AutosIIHS and Euro NCAP raise the bar for vehicle safety standards

IIHS and Euro NCAP raise the bar for vehicle safety standards

American crash tests are in some respects more rigorous than European ones.
American crash tests are in some respects more rigorous than European ones.
Images source: © Press materials | IIHS
9:36 AM EDT, March 10, 2024

Meanwhile, Euro NCAP has announced significant updates. Starting in 2024, their evaluation process will extend beyond assessing vehicle safety features. It will now consider the potential distractions caused by transferring essential driver functions to touchscreen displays. In the United States, similar progressive changes are underway. The IIHS has declared that achieving either a complete (Top Safety Pick+) or a partial (Top Safety Pick) endorsement for car models will become more challenging.

The IIHS plans to introduce new assessment criteria in addition to the established ones. From 2024, a vehicle must secure at least 3 out of 4 points in the pedestrian avoidance test to earn any recommendation. This criterion is important, especially considering it includes the performance of systems designed to prevent pedestrian collisions at night. The IIHS administers these tests in various conditions, including after dark, with two distinct scenarios outlined.

In the first scenario, a pedestrian is positioned at the road's edge while the tested vehicle approaches at speeds of 25 mph, followed by 37 mph.
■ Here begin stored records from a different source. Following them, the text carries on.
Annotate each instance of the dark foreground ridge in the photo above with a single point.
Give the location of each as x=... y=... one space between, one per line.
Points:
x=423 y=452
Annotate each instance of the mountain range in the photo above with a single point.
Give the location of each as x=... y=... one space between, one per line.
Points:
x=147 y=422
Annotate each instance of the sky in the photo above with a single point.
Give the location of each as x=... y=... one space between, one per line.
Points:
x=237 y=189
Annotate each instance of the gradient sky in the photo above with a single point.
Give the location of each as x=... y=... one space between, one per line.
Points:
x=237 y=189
In the second scenario, a dummy representing an adult steps onto the roadway as the car moves at speeds of 12 mph and then 25 mph, mirroring real-world situations more closely. Euro NCAP limits its nighttime testing to instances involving a pedestrian standing on the road.
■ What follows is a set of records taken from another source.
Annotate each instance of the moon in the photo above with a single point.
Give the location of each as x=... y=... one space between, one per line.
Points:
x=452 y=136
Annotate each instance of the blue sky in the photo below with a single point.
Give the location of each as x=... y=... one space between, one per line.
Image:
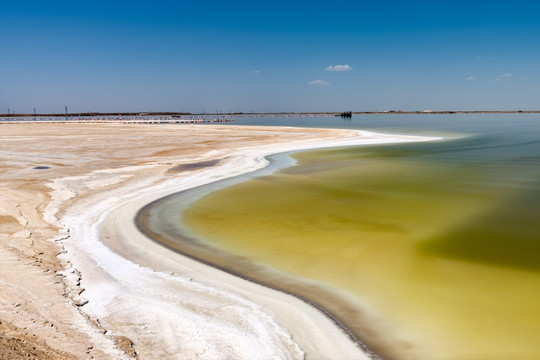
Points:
x=204 y=56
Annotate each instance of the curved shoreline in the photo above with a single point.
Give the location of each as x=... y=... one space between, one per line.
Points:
x=183 y=307
x=142 y=223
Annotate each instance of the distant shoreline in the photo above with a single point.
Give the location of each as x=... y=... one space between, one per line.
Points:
x=274 y=113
New IIHS criteria also stipulate improved protection measures for backseat passengers. This is assessed during frontal collision tests, where dummies that simulate passengers in the second row are utilized, and their resultant injuries are meticulously evaluated.

Given the United States' vast influence in shaping global automotive standards, these stricter safety requirements could motivate car manufacturers worldwide to adhere to American regulations across all markets. Consequently, Europeans might also benefit from these enhanced safety measures.